I encourage people, if they are struggling to write their business stuff, to not write it, but to speak their message into a Dictaphone or a similar app. Then simply transcribe what they’ve written.

This exercise will shake out any stuffy word cobwebs and sound like a conversation, and more like you the person will hear when they pick up the phone.

I find this approach works wonders for writing About pages. Just speak your story out.

Less about skills and more about outcomes

If you come to writing and you switch your brain from, “What do I do? What do I offer” mode over to, “What will my customer/client/patient come away with?” or, “What pain point am I alleviating in their life…?” this will automatically make your writing more active and exciting. When we write about what we do, it can sound “all about me.” The words can come across as lacklustre for someone who may not understand what your area of expertise does or knows.

Think about this. You need a massage because your neck is killing you. (Damn computer screens!) Through the pain, you do a search for some massage businesses near you.
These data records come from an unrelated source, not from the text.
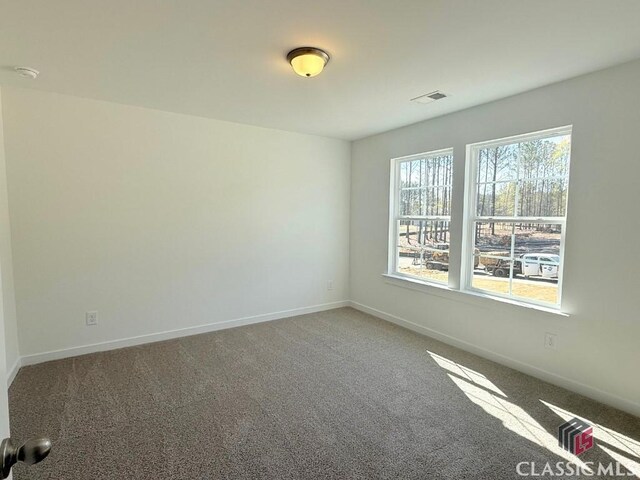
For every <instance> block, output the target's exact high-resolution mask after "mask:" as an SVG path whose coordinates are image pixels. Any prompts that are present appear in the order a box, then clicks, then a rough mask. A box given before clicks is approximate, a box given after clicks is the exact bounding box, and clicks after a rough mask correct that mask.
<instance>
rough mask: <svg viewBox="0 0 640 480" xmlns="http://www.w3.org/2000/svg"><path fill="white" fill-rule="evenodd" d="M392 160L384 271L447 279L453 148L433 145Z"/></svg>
mask: <svg viewBox="0 0 640 480" xmlns="http://www.w3.org/2000/svg"><path fill="white" fill-rule="evenodd" d="M391 163H392V178H393V179H394V180H393V181H394V185H393V187H392V192H393V193H392V195H393V197H392V201H391V209H392V215H391V225H390V232H391V236H392V240H391V241H392V244H393V254H392V255H391V257H390V271H391V272H392V273H394V274H396V275H401V276H406V277H413V278H416V279H420V280H427V281H430V282H436V283H444V284H446V283H447V281H448V271H449V240H450V228H449V227H450V221H451V182H452V179H453V171H452V168H453V151H452V150H451V149H447V150H438V151H435V152H429V153H424V154H419V155H412V156H410V157H402V158H396V159H393V160H392V161H391Z"/></svg>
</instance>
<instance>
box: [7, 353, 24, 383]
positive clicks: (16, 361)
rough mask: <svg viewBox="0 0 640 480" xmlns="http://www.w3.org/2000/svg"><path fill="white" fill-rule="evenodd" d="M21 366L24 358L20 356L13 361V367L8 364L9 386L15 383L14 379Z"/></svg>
mask: <svg viewBox="0 0 640 480" xmlns="http://www.w3.org/2000/svg"><path fill="white" fill-rule="evenodd" d="M21 366H22V359H21V358H20V357H18V358H17V359H16V361H15V362H14V363H13V365H12V366H11V367H9V365H7V388H9V387H10V386H11V384H12V383H13V380H15V378H16V375H17V374H18V371H19V370H20V367H21Z"/></svg>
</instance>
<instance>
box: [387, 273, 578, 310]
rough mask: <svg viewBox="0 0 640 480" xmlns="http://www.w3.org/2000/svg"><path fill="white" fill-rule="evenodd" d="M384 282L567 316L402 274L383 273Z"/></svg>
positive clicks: (475, 301) (490, 296) (520, 307)
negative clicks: (427, 281) (441, 284)
mask: <svg viewBox="0 0 640 480" xmlns="http://www.w3.org/2000/svg"><path fill="white" fill-rule="evenodd" d="M382 276H383V277H384V281H385V283H387V284H389V285H395V286H396V287H401V288H408V289H409V290H415V291H418V292H422V293H427V294H429V295H435V296H438V297H443V298H446V299H449V300H455V301H460V302H464V303H471V304H473V305H481V306H484V307H489V306H490V305H491V303H493V304H494V305H495V303H496V302H497V303H502V304H507V305H512V306H515V307H520V308H527V309H531V310H537V311H539V312H544V313H550V314H552V315H557V316H560V317H569V314H568V313H565V312H562V311H560V310H558V309H555V308H551V307H544V306H542V305H536V304H532V303H526V302H519V301H518V300H512V299H510V298H503V297H498V296H493V295H487V294H483V293H476V292H472V291H467V290H455V289H453V288H450V287H449V286H447V285H439V284H437V283H431V282H424V281H421V280H418V279H415V278H410V277H404V276H402V275H394V274H390V273H383V274H382Z"/></svg>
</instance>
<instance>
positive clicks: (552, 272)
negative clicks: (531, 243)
mask: <svg viewBox="0 0 640 480" xmlns="http://www.w3.org/2000/svg"><path fill="white" fill-rule="evenodd" d="M520 260H521V261H522V274H523V275H524V276H525V277H533V276H537V277H540V276H541V277H543V278H558V269H559V268H560V256H559V255H553V254H548V253H525V254H524V255H522V257H521V258H520Z"/></svg>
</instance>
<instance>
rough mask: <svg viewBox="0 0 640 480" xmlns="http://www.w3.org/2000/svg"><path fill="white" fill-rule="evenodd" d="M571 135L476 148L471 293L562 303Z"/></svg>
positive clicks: (515, 142)
mask: <svg viewBox="0 0 640 480" xmlns="http://www.w3.org/2000/svg"><path fill="white" fill-rule="evenodd" d="M570 150H571V135H570V133H569V132H556V134H555V135H554V136H549V137H546V138H544V137H543V138H535V139H531V140H526V141H519V142H518V141H516V142H507V143H503V144H497V145H496V144H493V145H490V146H486V147H482V146H480V147H478V148H475V149H474V150H473V151H474V160H475V166H476V179H475V180H476V181H475V187H476V188H475V200H476V201H475V209H476V215H475V218H474V219H473V232H474V235H473V237H474V238H473V240H474V253H473V262H474V267H473V269H472V270H473V278H472V282H471V285H472V287H473V288H474V289H478V290H482V291H486V292H490V293H496V294H499V295H506V296H509V297H515V298H521V299H526V300H529V301H534V302H541V303H548V304H554V305H555V304H557V303H558V302H559V294H558V279H559V276H560V273H561V271H562V258H561V240H562V229H563V227H564V220H565V215H566V208H567V191H568V183H569V157H570Z"/></svg>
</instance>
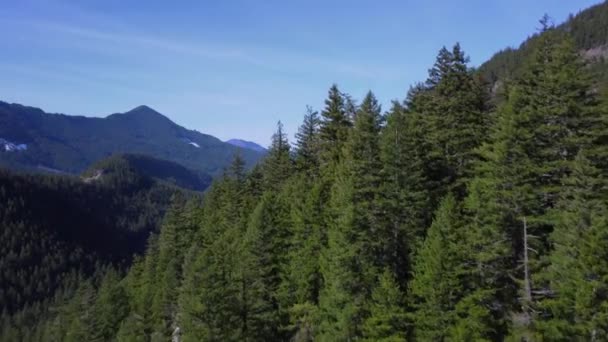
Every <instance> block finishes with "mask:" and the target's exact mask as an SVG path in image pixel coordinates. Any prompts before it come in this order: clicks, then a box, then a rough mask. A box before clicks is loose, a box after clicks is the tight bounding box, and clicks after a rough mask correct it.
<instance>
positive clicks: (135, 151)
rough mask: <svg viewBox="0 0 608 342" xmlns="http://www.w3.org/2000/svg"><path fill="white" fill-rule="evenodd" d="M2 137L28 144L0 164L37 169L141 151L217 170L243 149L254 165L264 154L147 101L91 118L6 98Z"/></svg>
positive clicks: (215, 172) (209, 171) (0, 132)
mask: <svg viewBox="0 0 608 342" xmlns="http://www.w3.org/2000/svg"><path fill="white" fill-rule="evenodd" d="M0 138H3V139H7V140H9V141H13V142H16V143H23V144H27V150H26V151H22V152H23V153H4V151H2V152H3V153H0V165H2V166H5V167H6V166H9V167H13V168H19V169H26V170H30V171H37V172H41V171H42V172H44V171H45V170H46V171H49V172H57V171H59V172H61V173H64V172H66V173H73V174H79V173H81V172H83V171H84V170H85V169H86V168H87V167H88V166H89V165H91V164H92V163H94V162H96V161H98V160H100V159H103V158H106V157H108V156H110V155H112V154H120V153H135V154H145V155H149V156H151V157H154V158H160V159H165V160H169V161H172V162H176V163H179V164H181V165H184V166H185V167H187V168H189V169H192V170H196V171H197V172H201V173H203V174H210V175H214V176H216V175H218V174H220V173H221V172H222V170H223V169H224V168H225V167H227V166H228V165H229V164H230V162H231V161H232V158H233V156H234V154H235V153H236V152H237V151H240V153H241V154H242V155H243V158H244V159H245V161H246V163H247V165H248V166H252V165H253V164H255V162H257V161H258V160H259V159H260V158H261V157H262V156H263V153H261V152H257V151H254V150H250V149H242V150H241V149H239V148H238V147H235V146H232V145H230V144H227V143H224V142H222V141H220V140H219V139H217V138H215V137H212V136H210V135H206V134H202V133H199V132H197V131H191V130H187V129H185V128H183V127H181V126H178V125H176V124H175V123H174V122H172V121H171V120H169V119H168V118H167V117H165V116H163V115H162V114H160V113H158V112H156V111H155V110H153V109H151V108H149V107H146V106H139V107H137V108H134V109H132V110H131V111H128V112H126V113H123V114H112V115H109V116H107V117H105V118H87V117H82V116H67V115H60V114H47V113H45V112H43V111H42V110H40V109H38V108H32V107H26V106H21V105H18V104H8V103H5V102H0ZM191 142H194V143H195V144H197V145H198V146H199V147H198V148H197V147H196V146H194V145H192V144H190V143H191Z"/></svg>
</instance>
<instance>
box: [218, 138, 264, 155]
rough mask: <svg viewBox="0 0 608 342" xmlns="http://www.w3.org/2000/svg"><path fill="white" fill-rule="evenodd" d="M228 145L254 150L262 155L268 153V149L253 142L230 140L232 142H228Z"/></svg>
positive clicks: (244, 140) (237, 140)
mask: <svg viewBox="0 0 608 342" xmlns="http://www.w3.org/2000/svg"><path fill="white" fill-rule="evenodd" d="M226 143H228V144H230V145H233V146H237V147H241V148H247V149H250V150H254V151H257V152H261V153H264V152H266V149H265V148H264V147H262V146H260V145H258V144H256V143H254V142H253V141H246V140H241V139H230V140H227V141H226Z"/></svg>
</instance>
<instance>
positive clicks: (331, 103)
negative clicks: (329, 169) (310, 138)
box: [319, 84, 351, 167]
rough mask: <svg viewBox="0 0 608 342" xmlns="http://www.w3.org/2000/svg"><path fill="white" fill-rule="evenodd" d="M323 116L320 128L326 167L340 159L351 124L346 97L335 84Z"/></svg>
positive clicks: (321, 149)
mask: <svg viewBox="0 0 608 342" xmlns="http://www.w3.org/2000/svg"><path fill="white" fill-rule="evenodd" d="M321 116H322V118H323V119H322V121H321V127H320V129H319V137H320V143H321V160H322V162H323V164H324V167H327V166H331V165H335V164H336V163H337V162H338V161H339V160H340V157H341V154H342V147H343V146H344V144H345V143H346V140H347V138H348V131H349V127H350V126H351V121H350V120H349V118H348V115H347V113H346V109H345V103H344V97H343V96H342V93H340V91H339V90H338V86H337V85H335V84H334V85H332V86H331V88H330V89H329V94H328V98H327V99H326V100H325V109H323V111H322V112H321Z"/></svg>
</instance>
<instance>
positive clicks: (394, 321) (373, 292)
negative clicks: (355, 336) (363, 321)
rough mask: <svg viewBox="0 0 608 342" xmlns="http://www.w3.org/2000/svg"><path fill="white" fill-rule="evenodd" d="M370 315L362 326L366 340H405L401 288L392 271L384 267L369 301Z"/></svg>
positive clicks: (405, 315)
mask: <svg viewBox="0 0 608 342" xmlns="http://www.w3.org/2000/svg"><path fill="white" fill-rule="evenodd" d="M368 305H369V306H370V315H369V317H368V318H367V319H366V320H365V323H364V326H363V336H364V339H365V340H368V341H385V342H389V341H391V342H397V341H405V340H406V339H405V337H406V334H405V323H406V315H405V310H404V302H403V296H402V293H401V290H400V289H399V286H398V285H397V282H396V281H395V279H394V276H393V272H392V271H391V270H389V269H386V270H385V271H384V272H383V273H382V275H381V276H380V277H379V279H378V284H377V285H376V287H375V288H374V292H373V293H372V297H371V300H370V303H369V304H368Z"/></svg>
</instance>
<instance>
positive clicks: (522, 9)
mask: <svg viewBox="0 0 608 342" xmlns="http://www.w3.org/2000/svg"><path fill="white" fill-rule="evenodd" d="M598 2H599V0H576V1H575V0H535V1H530V0H493V1H490V0H483V1H482V0H463V1H452V0H450V1H448V0H441V1H439V0H436V1H432V0H431V1H413V0H400V1H399V0H395V1H391V0H388V1H381V0H378V1H371V0H369V1H359V0H348V1H347V0H308V1H303V0H302V1H300V0H294V1H287V0H282V1H279V0H268V1H255V0H241V1H230V0H207V1H194V0H192V1H160V0H159V1H151V0H149V1H143V0H142V1H124V0H104V1H101V0H98V1H92V0H80V1H67V0H63V1H61V0H54V1H53V0H3V1H2V4H1V5H0V41H1V42H2V46H1V47H0V51H1V52H0V75H2V76H1V77H0V100H2V101H7V102H17V103H22V104H26V105H31V106H36V107H41V108H42V109H44V110H46V111H49V112H60V113H66V114H74V115H86V116H106V115H108V114H111V113H116V112H124V111H127V110H129V109H131V108H133V107H136V106H137V105H140V104H146V105H149V106H151V107H153V108H155V109H156V110H158V111H160V112H161V113H163V114H165V115H167V116H168V117H169V118H171V119H172V120H174V121H175V122H177V123H178V124H180V125H183V126H185V127H187V128H190V129H196V130H198V131H201V132H204V133H208V134H212V135H215V136H217V137H218V138H220V139H223V140H226V139H229V138H235V137H236V138H242V139H247V140H253V141H255V142H258V143H261V144H263V145H266V144H268V142H269V140H270V139H269V138H270V135H271V134H272V132H273V131H274V129H275V125H276V122H277V121H278V120H282V121H283V123H284V124H285V127H286V129H287V131H288V132H289V133H290V134H291V135H292V134H293V133H294V132H295V131H296V129H297V126H298V125H299V124H300V122H301V119H302V115H303V114H304V111H305V106H306V105H311V106H313V107H314V108H315V109H321V108H322V105H323V100H324V99H325V96H326V92H327V89H328V88H329V86H330V85H331V84H332V83H334V82H335V83H337V84H338V85H339V87H340V88H341V90H342V91H345V92H347V93H350V94H351V95H353V96H354V97H355V98H361V97H362V96H363V95H364V94H365V92H366V91H367V90H368V89H371V90H372V91H374V93H376V95H377V97H378V98H379V99H380V100H381V102H382V103H383V104H384V105H385V107H387V106H388V104H389V103H390V100H391V99H396V98H399V99H401V98H403V97H404V95H405V93H406V92H407V89H408V88H409V86H410V85H411V84H413V83H415V82H417V81H421V80H424V79H425V78H426V72H427V69H428V68H429V67H430V66H431V65H432V64H433V61H434V58H435V55H436V53H437V51H438V50H439V49H440V48H441V47H442V46H443V45H447V46H451V45H453V44H454V43H455V42H460V43H461V45H462V47H463V49H464V50H465V51H466V53H467V54H468V55H469V56H470V57H471V63H472V64H473V65H479V64H480V63H482V62H483V61H484V60H486V59H488V58H489V57H491V56H492V54H494V53H495V52H496V51H498V50H500V49H502V48H504V47H507V46H517V45H519V43H521V42H522V41H523V40H524V39H525V38H526V37H527V36H528V35H530V34H531V33H533V32H534V31H535V30H536V28H537V27H538V26H539V25H538V19H539V18H540V17H541V16H542V15H543V14H544V13H549V15H551V17H552V18H554V20H555V21H556V22H561V21H563V20H565V19H566V18H567V16H568V14H569V13H577V12H578V11H579V10H581V9H584V8H586V7H589V6H591V5H593V4H595V3H598Z"/></svg>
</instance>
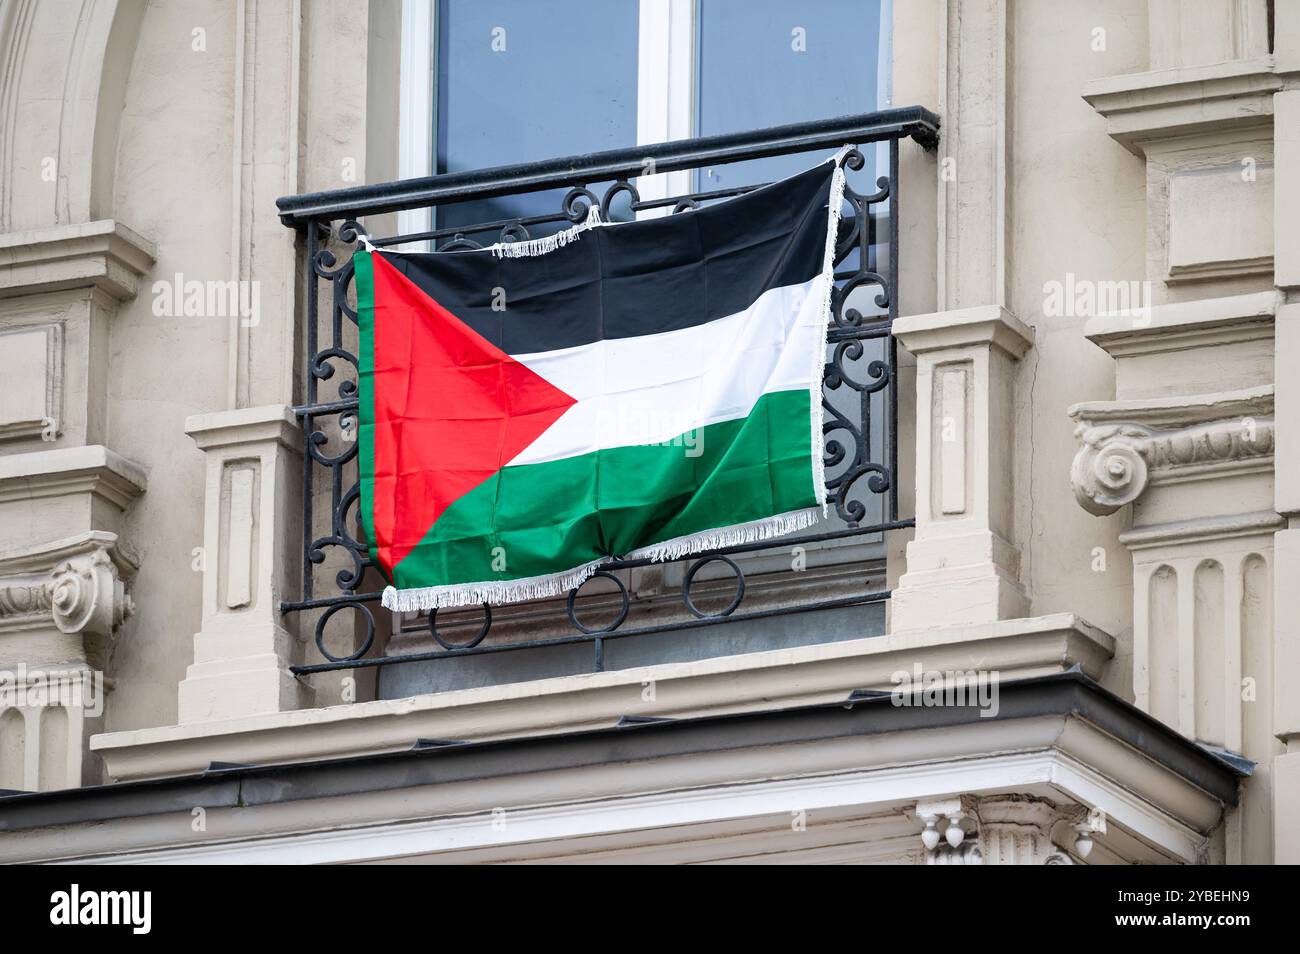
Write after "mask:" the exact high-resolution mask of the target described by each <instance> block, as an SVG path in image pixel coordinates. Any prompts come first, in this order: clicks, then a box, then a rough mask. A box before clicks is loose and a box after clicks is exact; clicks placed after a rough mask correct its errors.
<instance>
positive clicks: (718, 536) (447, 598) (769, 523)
mask: <svg viewBox="0 0 1300 954" xmlns="http://www.w3.org/2000/svg"><path fill="white" fill-rule="evenodd" d="M820 517H822V513H820V511H819V508H816V507H809V508H806V509H797V511H790V512H789V513H777V515H776V516H771V517H763V519H762V520H751V521H749V522H748V524H733V525H732V526H720V528H718V529H715V530H703V532H701V533H692V534H686V535H685V537H675V538H673V539H666V541H664V542H662V543H655V545H654V546H649V547H641V548H640V550H633V551H632V552H630V554H628V555H627V559H629V560H653V561H654V563H663V561H667V560H677V559H681V558H682V556H690V555H692V554H698V552H703V551H706V550H722V548H723V547H732V546H738V545H741V543H759V542H762V541H768V539H776V538H777V537H784V535H785V534H788V533H794V532H796V530H803V529H806V528H809V526H813V524H815V522H818V520H820ZM612 561H614V558H612V556H606V558H602V559H599V560H593V561H591V563H584V564H582V565H581V567H576V568H573V569H571V571H567V572H564V573H551V574H547V576H530V577H525V578H523V580H493V581H485V582H477V584H450V585H446V586H419V587H415V589H409V590H399V589H398V587H395V586H386V587H385V589H383V597H382V599H381V600H380V602H381V603H383V606H385V608H387V610H394V611H396V612H416V611H420V610H446V608H452V607H461V606H480V604H482V603H489V604H491V606H500V604H504V603H523V602H525V600H529V599H546V598H549V597H563V595H564V594H567V593H568V591H569V590H572V589H576V587H578V586H581V585H582V584H585V582H586V581H588V580H590V578H591V577H593V576H594V574H595V572H597V571H598V569H601V567H603V565H606V564H608V563H612Z"/></svg>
Are you inspired to go to the place that says, “We offer X, Y and Z massage modalities.”

Or are you inspired to go to the one that reads, “Allow us to take a load off your day and reduce your pain within only an hour….”

Hmmm…. Right then and there, I know which one I’d be more inspired to contact. I am given a sense of the benefits I will be getting.

Don’t try to say too much

One of my entry point services is the Key Message Workshop. Lots of people don’t know what they’re saying in their business writing. They know their craft, and they know their industry inside out, but communicating that is a WHOLE OTHER STORY. The end result is that many business people write about anything and everything that either tightly or loosely connects to what they offer. This can make things confusing for their followers.

So I work with businesses to figure out the THREE messages all of their copy should be sending consistently. We investigate the business and audience and then select the most important messages to send via the website and other promotional platforms. Messages with a clear purpose.

Just because we are complex, amazing creatures with lots of skills, and given the opportunity we probably could help people in 27 different ways, this doesn’t mean we need to say all of that stuff on our website and other material. It’s easier for someone to figure out whether we can help them if we communicate the basics, say them regularly, and then allow a conversation to be where we explain the details and extra. And don’t forget, our words can be complemented by images and examples that can communicate things too.

Simple, consistent, aligned messages, that sound like you, are focused and give a sense of what people will feel/get/achieve when they work with you, are the ingredients to business writing that’ll give your website and promotional material that gorgeous, inspiring, healthy glow.

With good business words, you’ll come across as self-aware, aware of your market, holding your space within it, and able to connect with an individual on the either side of the screen with authenticity and truth.

You’ll inspire people to want to work with you. You’ll be attracting the right people to you from that glow you’ve directed to your reader.